Web 2.0 companies -- collaborative software, social networks, and the like -- love to outsource their computing infrastructure. That way they can scale operations as necessary without buying the hardware and software that would suck up money faster than a banker on Bailout Day.

And it's great when it works. But as the Amazon (AMZN) cloud outage shows, when it breaks down, the experience is brutal and leaves businesses out of control, waiting for someone else to fix the problem.

Amazon had a significant failure in its Virginia facilities. The company first publicly noted the problem at 1:41AM Pacific today. By 11:09AM, it still couldn't provide "an estimate that we believe is close to accurate," but said that "all-hands are on deck to recover as quickly as possible."

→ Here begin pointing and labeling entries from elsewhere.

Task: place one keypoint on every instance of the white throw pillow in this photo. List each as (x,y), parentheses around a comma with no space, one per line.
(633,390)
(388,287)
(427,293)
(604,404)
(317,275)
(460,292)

This cloud? No silver lining
When you're a cloud vendor, your problems are your clients' problems. The cloud outage brought a number of web sites down, including such high-profile services as Foursquare, Reddit, and Quora. A day's outage could translate into a 0.3 percent reduction in annual revenue (1 day out of 365), and it's difficult to say what the impact on customer relations going forward might be.

Cloud problems go well beyond the occasional disruption. Iron Mountain recently said it would shut down its public cloud-storage business, becoming the third company to do so. At least it gave customers a year advance warning -- unlike Mozy (EMC), which last year announced an abrupt and immediate end to its unlimited storage plan and a simultaneous increase in prices.

It's a basic problem with outsourced infrastructure. Your company becomes hostage to the vendor. Whenever there's a technical incident or a sudden change in strategic direction, your company can't easily shift service providers. That takes complex migration planning.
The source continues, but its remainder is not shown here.